When Explainable AI is not needed 

Now there are also lots of times when the decision that has been taken is so advantageous that no-one cares just how the magic occurred. Imagine you want a new TV – you just want to find the best price. How many clicks are needed? Well, not many – and through the search process, helpful AI is busy sifting through the world to get you the best deal. And if you’re canny enough you might even deliberately abandon your cart (online, not in the actual shop – that’s rude) knowing that a smart piece of AI might even offer you a wee bit more off later...

Happy with that? Of course, you are. Need to know how it was done? You don’t really care, do you? Now on the other hand when it’s costing, we get very cross. For example, someone crashes their car and their premium jumps – oh blood boils then, huh? It’s so unfair. Well no it isn’t – it’s actually the very embodiment of fair. That person costs more than they paid so their premium rises so that those of us who do not crash pay less – and in fact, their crash has probably just put up my ruddy premium by 0.00001c… so pack it in and drive more carefully.

So when it’s for people, people don’t care, when it’s against them, they care. But there are also other times where there are more subtleties when people need to be protected – like with a driverless car, or when a person of colour is in a court that uses biased data to decide a verdict. Then people really need a) to care and b) for people to look out for them – that is why XAI is so important. 

How Explainable AI will change customer experiences and jobs

Apocalyptic predictions of the end of humanity aside, it seems clear that AI is an enhancing technology rather than a wholesale human replacement.
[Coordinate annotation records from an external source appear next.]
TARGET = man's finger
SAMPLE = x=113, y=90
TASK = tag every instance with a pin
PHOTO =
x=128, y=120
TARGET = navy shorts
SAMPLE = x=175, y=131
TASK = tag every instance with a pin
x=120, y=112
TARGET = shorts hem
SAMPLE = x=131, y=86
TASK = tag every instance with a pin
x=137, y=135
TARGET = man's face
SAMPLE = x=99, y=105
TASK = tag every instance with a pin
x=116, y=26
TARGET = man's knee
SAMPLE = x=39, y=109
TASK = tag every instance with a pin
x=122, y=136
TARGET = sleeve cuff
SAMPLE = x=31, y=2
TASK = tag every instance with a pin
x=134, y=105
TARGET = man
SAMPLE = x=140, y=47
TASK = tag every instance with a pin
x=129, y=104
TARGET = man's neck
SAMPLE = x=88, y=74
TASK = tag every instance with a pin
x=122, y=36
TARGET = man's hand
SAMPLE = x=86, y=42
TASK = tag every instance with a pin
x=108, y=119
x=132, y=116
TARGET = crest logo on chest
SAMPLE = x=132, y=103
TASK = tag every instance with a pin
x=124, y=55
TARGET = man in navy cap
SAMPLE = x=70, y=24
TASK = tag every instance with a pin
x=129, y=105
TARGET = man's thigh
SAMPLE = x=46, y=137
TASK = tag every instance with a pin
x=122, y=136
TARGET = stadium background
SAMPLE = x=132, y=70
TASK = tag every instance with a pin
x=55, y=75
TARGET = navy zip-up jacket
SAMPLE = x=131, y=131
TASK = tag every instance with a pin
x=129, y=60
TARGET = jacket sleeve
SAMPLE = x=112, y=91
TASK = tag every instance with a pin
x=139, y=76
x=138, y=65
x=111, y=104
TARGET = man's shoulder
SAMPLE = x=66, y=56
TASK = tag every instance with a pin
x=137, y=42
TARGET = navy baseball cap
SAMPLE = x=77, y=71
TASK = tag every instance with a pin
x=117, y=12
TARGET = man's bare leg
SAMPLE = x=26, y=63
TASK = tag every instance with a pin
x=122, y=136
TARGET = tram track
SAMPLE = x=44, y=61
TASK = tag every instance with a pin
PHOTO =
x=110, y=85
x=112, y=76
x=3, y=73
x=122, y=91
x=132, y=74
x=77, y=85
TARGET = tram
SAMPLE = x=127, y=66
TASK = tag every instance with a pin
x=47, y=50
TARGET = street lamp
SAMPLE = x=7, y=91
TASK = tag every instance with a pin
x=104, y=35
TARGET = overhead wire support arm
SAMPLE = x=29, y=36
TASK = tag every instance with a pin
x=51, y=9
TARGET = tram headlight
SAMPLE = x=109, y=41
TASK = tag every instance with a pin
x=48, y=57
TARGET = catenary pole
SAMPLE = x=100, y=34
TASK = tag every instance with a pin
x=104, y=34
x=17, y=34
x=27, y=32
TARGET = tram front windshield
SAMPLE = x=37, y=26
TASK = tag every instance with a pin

People expect good customer service – and the immediacy of social media and the broad similarity of many services is making that more and more the case. The services of a bank, an insurer, broadband mongers, cell-phone purveyors, even somebody’s doctor are all pretty much the same irrespective of the provider. So, it is when stuff happens that customer service must be perfect – a delivery, a repair, an outage, a bill shock, an appointment, a renewal, a claim, etc. etc. etc. If those events are poor, people forget the good that happened and only recall the bad, and with the ease by which the fickle consumer can switch – the churn event is frictionless and, in many ways, entirely predictable.

Worse, the open availability of price comparison sites means the consumer benefits from cheaper prices – but on the other hand, customer service can often be compromised as profitability is reduced. Just recently in the UK, the water regulator imposed the toughest crackdown that water companies have ever seen by ordering a price reduction. If things are made cheaper and cheaper, service with real live humans simply becomes too expensive. 

The solution is clearly automation. It’s already happened: quicker, smarter computers behaving in empathetic ways that learn the best time, best words, best tone of voice, best language, and best channel to engage with people can deliver perfection in customer service. Well, near perfection – and the times when they fail or when humans are best? Well, just let humans do what they do best and display all the millions of years of communication evolution that makes them the best - and better than the best computer will ever be. 

Celebrate the future, it’s already here.